A verdade é que o estudo mostrou que a redução no colesterol no sangue, por um medicamento, poderia diminuir o risco de desenvolvimento de doenças cardíacas. Ele não mostrou que reduzir o colesterol no sangue, pela menor ingestão de alimentos ricos em gordura saturada e colesterol, poderia diminuir o risco de doenças cardíacas.
E foi justamente o que a reportagem, e a capa da revista, falavam: não comer ovos, manteiga e outros alimentos ricos em gordura saturada e colesterol.
Esse é um problema de construção lógica. Só porque a redução no colesterol sanguíneo por um medicamente foi efetiva na redução no risco de uma doença, isso não necessariamente significa que a redução no colesterol pela menor ingestão de determinados alimentos resultará no mesmo desfecho.
Conclusão extremamente precipitada por parte dos jornalistas (e profissionais de saúde, cientistas e "especialistas" — os quais certamente foram consultados para a reportagem) da época.
2014
Trinta anos se passaram e muita coisa mudou. Ainda bem. Nesses anos, principalmente nos últimos dez, foram publicados diversos estudos mostrando que a gordura saturada e o colesterol provenientes da dieta não possuem qualquer efeito sobre o risco de doenças cardiovasculares.
E por isso a capa da revista Time também mudou:
"Coma manteiga"
Não vou me estender muito nesse assunto porque ainda pretendo escrever bastante sobre ele no futuro. Mas o estudo mais recente [4], publicado no início desse ano de 2014 — uma revisão e meta-análise de diversos outros estudos anteriormente publicados —, mostrou de forma categórica que essa relação não existe. O estudo não é perfeito, e inclusive já fiz algumas ressalvas em relação a ele. Mas junto com diversos outros estudos publicados nos últimos anos [5,6,7,8,9,10], essa discussão sobre gordura saturada, colesterol e doenças cardíacas já está mais do que encerrada.

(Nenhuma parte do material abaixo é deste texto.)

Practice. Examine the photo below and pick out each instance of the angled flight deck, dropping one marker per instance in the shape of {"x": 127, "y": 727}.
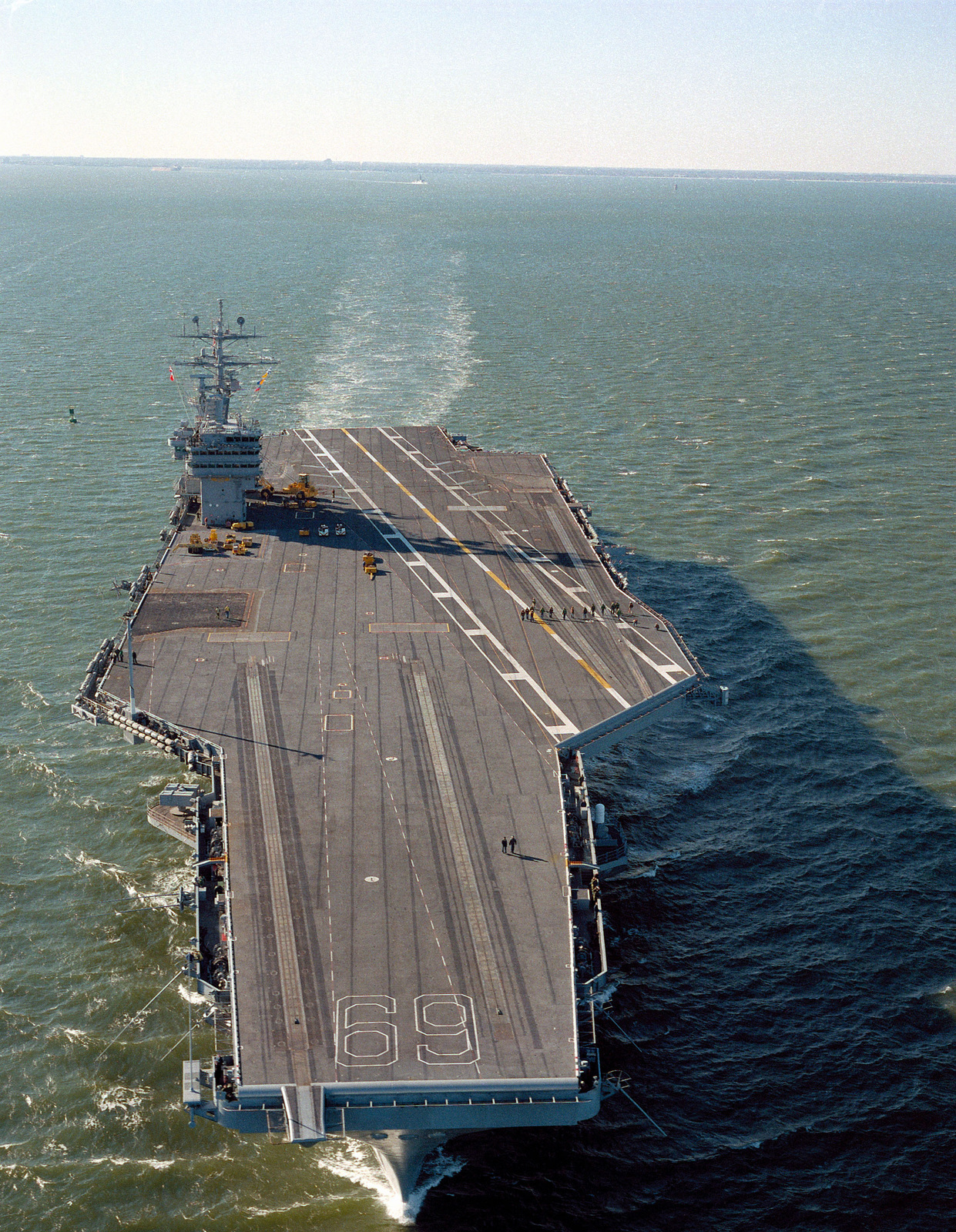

É claro que a mentalidade arcaica e praticamente imutável daqueles que condenam a gordura a qualquer custo não vai mudar assim, de uma hora para outra. Mas esse possivelmente é um marco importantíssimo para que, daqui a alguns anos, a história seja complemente diferente. Acredito que daqui a alguns anos a maior parte das pessoas vai perceber que culparam o nutriente errado.
Viva a gordura (saturada)!
Referências
1. The Lipid Research Clinics Coronary Primary Prevention Trial results. I. Reduction in incidence of coronary heart disease. JAMA. 1984;251(3):351-64.
2. The Lipid Research Clinics Coronary Primary Prevention Trial results. II. The relationship of reduction in incidence of coronary heart disease to cholesterol lowering. JAMA. 1984;251(3):365-74.
3. Brensike JF, et al. Effects of therapy with cholestyramine on progression of coronary arteriosclerosis: results of the NHLBI Type II Coronary Intervention Study. Circulation. 1984;69(2):313-24.
4. Chowdhury R, et al. Association of dietary, circulating, and supplement fatty acids with coronary risk: a systematic review and meta-analysis. Ann Intern Med. 2014;160(6):398-406.
5. Ravsnkov U. The questionable role of saturated and polyunsaturated fatty acids in cardiovascular disease. J Clin Epidemiol. 1998;51(6):443-60.
6. Volk MG. An examination of the evidence supporting the association of dietary cholesterol and saturated fats with serum cholesterol and development of coronary heart disease. Altern Med Rev. 2007;12(3):228-45.
7. Ramsden CE, et al. Dietary fat quality and coronary heart disease prevention: a unified theory based on evolutionary, historical, global, and modern perspectives. Curr Treat Options Cardiovasc Med. 2009;11(4):289-301.
8. Mente A, et al. A systematic review of the evidence supporting a causal link between dietary factors and coronary heart disease. Arch Intern Med. 2009;169(7):659-69.
9. Siri-Tarino PW, et al. Meta-analysis of prospective cohort studies evaluating the association of saturated fat with cardiovascular disease. Am J Clin Nutr. 2010;91(3):535-46.
10. Hoenselaar R. Saturated fat and cardiovascular disease: the discrepancy between the scientific literature and dietary advice. Nutrition. 2012;28(2):118-23.